A recent systematic review compares different approaches to bariatric surgery (Am J Med. 2008;121:885-893). The authors compare outcomes of LAGB with those of Roux-en-Y gastric bypass. The latter approach “creates a small stomach pouch to restrict food intake [after which] a portion of the jejunum is attached to the pouch to allow food to bypass the distal stomach, duodenum, and proximal jejunum.”

Although study results indicate that LAGB has the advantages of a shorter hospital stay and fewer perioperative complications, Roux-en-Y gastric bypass demonstrated greater overall success in weight loss with less need for re-operation.

Based on results from the 14 studies examined, the authors conclude that “in comparative trials, weight loss, resolution of obesity-related comorbidities, and patient satisfaction are greater after gastric bypass than gastric banding,” and “gastric bypass should remain the primary bariatric procedure used to treat obesity.”

Dietary guidelines following bariatric surgery (J Am Diet Assoc 2004;104:487-488) can be adapted for dialysis patients, with emphasis on adequate protein intake and supplementation as indicated.
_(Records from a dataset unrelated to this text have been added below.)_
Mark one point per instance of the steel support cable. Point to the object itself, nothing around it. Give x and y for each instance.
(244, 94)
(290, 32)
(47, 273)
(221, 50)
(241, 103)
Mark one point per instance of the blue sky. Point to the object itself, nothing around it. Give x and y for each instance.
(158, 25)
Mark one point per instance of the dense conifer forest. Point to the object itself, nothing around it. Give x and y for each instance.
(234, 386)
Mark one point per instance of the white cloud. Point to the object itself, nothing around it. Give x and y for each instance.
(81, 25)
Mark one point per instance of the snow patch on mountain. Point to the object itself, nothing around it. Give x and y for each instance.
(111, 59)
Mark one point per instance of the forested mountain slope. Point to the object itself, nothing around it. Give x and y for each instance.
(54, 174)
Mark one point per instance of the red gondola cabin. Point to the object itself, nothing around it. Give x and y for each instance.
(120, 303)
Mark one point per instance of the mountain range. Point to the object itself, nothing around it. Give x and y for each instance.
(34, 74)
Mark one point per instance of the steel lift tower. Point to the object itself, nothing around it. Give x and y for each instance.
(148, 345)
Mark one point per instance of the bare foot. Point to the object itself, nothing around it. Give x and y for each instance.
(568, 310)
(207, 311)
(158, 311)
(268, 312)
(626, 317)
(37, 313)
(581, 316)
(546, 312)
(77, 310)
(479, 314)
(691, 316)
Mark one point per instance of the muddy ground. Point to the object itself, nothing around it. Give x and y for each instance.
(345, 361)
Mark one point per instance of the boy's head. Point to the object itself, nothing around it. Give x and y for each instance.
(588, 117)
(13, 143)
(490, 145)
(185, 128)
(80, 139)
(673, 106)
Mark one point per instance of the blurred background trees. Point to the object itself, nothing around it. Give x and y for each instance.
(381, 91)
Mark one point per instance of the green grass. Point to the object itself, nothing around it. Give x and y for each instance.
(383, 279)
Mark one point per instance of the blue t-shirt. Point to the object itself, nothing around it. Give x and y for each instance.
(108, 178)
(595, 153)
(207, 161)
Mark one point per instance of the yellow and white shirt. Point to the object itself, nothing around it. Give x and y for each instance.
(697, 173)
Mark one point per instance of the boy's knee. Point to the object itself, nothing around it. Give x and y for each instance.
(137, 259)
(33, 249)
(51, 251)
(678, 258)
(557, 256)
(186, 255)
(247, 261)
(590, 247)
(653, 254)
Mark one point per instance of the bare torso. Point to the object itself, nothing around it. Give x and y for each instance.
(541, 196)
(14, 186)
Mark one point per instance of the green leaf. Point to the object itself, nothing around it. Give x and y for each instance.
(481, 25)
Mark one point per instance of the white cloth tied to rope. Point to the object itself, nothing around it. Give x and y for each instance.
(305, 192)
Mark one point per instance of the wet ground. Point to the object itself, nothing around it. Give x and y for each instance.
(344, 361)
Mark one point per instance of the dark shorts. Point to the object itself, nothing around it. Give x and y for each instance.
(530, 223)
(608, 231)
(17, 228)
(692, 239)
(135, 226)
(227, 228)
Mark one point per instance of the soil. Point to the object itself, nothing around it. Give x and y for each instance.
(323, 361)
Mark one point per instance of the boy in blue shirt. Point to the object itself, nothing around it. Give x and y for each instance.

Recommendations, individualized for patient needs, generally include:

  • Small portions  (approximately 1-2 oz initially, progressing to 4-5 oz)
  • Eating slowly and chewing foods well
  • Consuming protein foods first, before filling up on carbohydrates or fats
  • Drinking liquids apart from mealtimes
  • Taking a daily multivitamin as prescribed.

Ongoing dietary assessment and counseling are key to achieving desired outcomes after bariatric surgery, especially for CKD patients.